On December 19, Portland department store Fillner’s achieved a goal it had sought for 50 years: The longest checkout line ever recorded – over 1.2 miles, with an average customer wait time of 7.5 days. Just a year earlier, the line was three blocks long and the wait only 5.9 hours.
So how did the store achieve such great success in just one year?
“We’d been trying everything from wrongly-marked price tags to system crashes every hour,” says CEO Marlene Willisinski. “But we couldn’t move the wait time above six hours.”
Finally, in October, she ordered her top managers to implement a new strategy so the company could finally meet the objective.
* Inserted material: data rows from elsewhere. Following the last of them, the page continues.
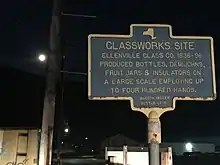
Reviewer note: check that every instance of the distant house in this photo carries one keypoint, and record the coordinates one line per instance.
(118, 140)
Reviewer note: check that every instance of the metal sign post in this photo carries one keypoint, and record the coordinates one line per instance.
(151, 68)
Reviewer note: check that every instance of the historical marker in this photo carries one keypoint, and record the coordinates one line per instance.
(151, 67)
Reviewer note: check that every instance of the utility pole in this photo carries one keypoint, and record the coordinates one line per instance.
(52, 79)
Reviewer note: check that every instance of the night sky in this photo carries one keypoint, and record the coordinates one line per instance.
(24, 33)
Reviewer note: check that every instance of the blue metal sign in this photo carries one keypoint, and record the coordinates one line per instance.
(151, 67)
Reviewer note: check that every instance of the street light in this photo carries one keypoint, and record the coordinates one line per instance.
(66, 130)
(42, 57)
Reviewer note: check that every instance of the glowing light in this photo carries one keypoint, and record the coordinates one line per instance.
(42, 57)
(189, 147)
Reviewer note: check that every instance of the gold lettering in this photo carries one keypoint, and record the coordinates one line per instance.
(184, 45)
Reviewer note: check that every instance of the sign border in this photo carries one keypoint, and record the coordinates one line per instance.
(159, 110)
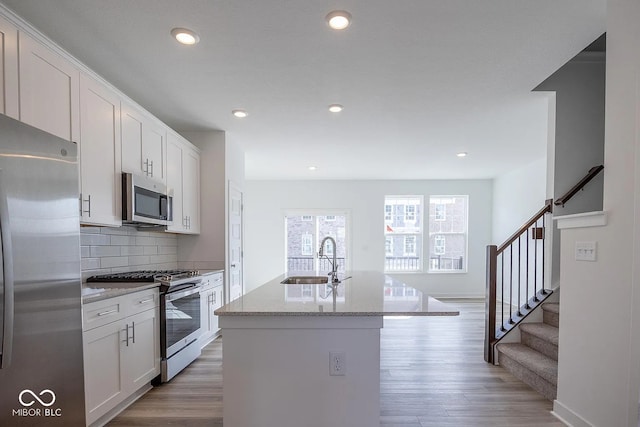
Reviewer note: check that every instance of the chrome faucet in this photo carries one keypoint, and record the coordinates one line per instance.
(334, 264)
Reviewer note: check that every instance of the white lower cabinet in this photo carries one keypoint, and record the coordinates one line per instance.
(121, 349)
(211, 298)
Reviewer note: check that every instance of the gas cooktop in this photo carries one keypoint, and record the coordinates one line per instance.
(149, 276)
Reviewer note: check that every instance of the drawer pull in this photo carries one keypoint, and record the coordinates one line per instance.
(104, 313)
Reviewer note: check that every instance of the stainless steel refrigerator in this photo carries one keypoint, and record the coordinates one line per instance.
(41, 365)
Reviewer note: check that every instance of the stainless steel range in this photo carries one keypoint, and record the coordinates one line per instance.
(180, 324)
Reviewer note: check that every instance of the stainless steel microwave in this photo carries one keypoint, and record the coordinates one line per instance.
(145, 201)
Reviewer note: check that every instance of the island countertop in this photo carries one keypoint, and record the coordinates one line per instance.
(361, 293)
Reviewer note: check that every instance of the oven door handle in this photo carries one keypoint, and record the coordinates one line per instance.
(172, 296)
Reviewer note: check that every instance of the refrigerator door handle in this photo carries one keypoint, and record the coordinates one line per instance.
(6, 327)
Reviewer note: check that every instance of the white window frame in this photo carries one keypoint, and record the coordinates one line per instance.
(321, 213)
(388, 246)
(413, 228)
(439, 249)
(410, 217)
(388, 213)
(306, 242)
(415, 245)
(431, 268)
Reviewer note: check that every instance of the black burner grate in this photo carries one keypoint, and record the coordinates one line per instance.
(137, 276)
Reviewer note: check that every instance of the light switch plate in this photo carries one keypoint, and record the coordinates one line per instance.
(337, 363)
(586, 251)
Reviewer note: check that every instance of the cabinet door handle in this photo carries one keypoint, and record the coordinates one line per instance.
(104, 313)
(88, 211)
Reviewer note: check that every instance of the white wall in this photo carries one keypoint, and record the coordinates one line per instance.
(266, 201)
(599, 358)
(517, 196)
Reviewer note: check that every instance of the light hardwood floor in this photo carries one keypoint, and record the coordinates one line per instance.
(432, 375)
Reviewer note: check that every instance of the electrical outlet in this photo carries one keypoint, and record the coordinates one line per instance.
(337, 363)
(586, 251)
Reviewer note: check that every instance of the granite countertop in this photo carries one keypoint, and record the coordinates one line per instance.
(366, 293)
(92, 292)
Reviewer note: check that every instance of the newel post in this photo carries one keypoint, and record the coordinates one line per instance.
(490, 303)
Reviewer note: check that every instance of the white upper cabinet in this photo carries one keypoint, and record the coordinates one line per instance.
(191, 189)
(183, 182)
(8, 69)
(174, 181)
(100, 178)
(49, 87)
(143, 144)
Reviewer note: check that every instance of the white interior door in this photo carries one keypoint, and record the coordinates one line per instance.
(235, 244)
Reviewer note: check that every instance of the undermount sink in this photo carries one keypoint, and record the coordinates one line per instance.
(306, 280)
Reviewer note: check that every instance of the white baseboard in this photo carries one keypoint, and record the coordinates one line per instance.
(567, 416)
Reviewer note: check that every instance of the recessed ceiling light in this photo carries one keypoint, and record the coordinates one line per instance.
(185, 36)
(338, 19)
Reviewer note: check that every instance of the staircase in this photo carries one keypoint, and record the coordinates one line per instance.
(534, 360)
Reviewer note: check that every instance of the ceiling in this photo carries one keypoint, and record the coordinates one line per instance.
(420, 80)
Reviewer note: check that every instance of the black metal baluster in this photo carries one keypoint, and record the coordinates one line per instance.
(511, 284)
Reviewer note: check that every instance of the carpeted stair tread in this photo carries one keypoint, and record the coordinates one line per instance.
(541, 330)
(551, 313)
(536, 362)
(552, 307)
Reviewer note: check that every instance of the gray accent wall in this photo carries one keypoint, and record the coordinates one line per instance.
(579, 135)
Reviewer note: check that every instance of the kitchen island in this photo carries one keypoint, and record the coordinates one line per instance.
(308, 355)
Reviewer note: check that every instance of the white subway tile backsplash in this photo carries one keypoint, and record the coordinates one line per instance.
(112, 250)
(150, 250)
(89, 239)
(131, 250)
(114, 261)
(145, 241)
(139, 260)
(90, 263)
(123, 240)
(102, 251)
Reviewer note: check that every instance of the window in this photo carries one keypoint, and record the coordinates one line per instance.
(307, 244)
(304, 233)
(388, 213)
(410, 213)
(410, 245)
(438, 245)
(403, 233)
(388, 246)
(448, 233)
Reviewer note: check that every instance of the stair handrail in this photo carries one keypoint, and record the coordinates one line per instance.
(548, 207)
(579, 186)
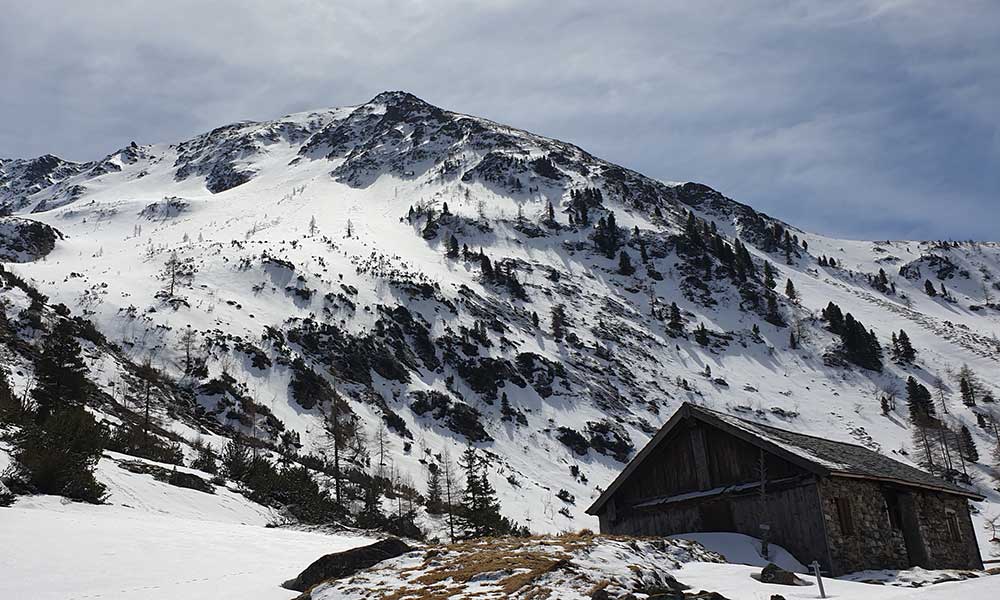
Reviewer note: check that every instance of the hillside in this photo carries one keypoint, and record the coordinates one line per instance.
(411, 259)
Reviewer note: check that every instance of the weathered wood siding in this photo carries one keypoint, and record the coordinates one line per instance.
(679, 466)
(793, 514)
(877, 543)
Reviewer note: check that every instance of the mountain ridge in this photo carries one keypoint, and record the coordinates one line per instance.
(318, 248)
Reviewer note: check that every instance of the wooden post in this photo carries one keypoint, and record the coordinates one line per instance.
(700, 458)
(819, 578)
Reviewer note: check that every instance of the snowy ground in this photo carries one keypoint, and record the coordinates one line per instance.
(734, 582)
(152, 541)
(49, 550)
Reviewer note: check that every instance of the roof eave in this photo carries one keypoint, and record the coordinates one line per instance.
(909, 483)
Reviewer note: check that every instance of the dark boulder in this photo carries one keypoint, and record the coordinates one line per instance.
(344, 564)
(772, 573)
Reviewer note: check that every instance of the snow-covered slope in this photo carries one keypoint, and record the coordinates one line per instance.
(318, 242)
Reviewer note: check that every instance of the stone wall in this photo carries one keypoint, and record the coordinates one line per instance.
(943, 552)
(792, 514)
(875, 543)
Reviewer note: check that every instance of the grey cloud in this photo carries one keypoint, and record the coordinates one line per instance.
(856, 118)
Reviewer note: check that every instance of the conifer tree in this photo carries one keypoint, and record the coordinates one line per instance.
(59, 372)
(58, 455)
(205, 460)
(906, 351)
(558, 321)
(675, 322)
(967, 385)
(773, 315)
(918, 399)
(790, 290)
(485, 266)
(480, 515)
(625, 264)
(701, 335)
(967, 444)
(643, 255)
(434, 494)
(769, 276)
(834, 317)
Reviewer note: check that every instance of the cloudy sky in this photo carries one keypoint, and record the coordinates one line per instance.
(859, 118)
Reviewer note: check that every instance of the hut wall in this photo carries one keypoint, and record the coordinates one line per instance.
(944, 549)
(793, 515)
(874, 542)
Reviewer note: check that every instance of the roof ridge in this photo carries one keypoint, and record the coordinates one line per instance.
(806, 435)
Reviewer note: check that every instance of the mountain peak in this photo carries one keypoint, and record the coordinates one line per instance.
(397, 97)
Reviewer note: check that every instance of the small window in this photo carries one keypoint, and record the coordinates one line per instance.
(954, 531)
(844, 516)
(893, 514)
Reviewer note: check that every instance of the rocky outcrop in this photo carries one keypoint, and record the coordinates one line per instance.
(344, 564)
(24, 240)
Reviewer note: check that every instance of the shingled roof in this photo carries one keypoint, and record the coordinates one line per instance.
(824, 457)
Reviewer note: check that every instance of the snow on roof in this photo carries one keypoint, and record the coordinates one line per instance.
(823, 456)
(839, 458)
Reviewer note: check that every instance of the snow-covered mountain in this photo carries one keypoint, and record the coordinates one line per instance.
(413, 258)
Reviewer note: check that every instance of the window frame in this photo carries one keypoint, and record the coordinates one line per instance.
(845, 519)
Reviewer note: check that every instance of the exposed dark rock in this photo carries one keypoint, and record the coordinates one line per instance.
(772, 573)
(344, 564)
(456, 416)
(24, 240)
It included:
- Calculating the lowest possible number of employees needed to meet the most minimal requirements of customer service, then reducing that by 75 percent.
- Conducting extensive sessions with remaining employees, training them to stop in the middle of every customer transaction for no apparent reason and walk away for a minimum of seven minutes, and to make or receive at least three personal calls during each transaction – at least one of which involves yelling or crying.
- Manipulating files to guarantee that at least 50 percent of all credit cards presented are not accepted the first time and must be swiped at least once again.
“We saw results almost immediately,” says Willisinski, “but we never imagined we’d be where we are after just three months.”
While she credits the company’s strategy with most of the success, she also acknowledges the contributions of Fillner’s customers.
“Whenever people see a line,” she says, “they feel obligated to get in it and wait.”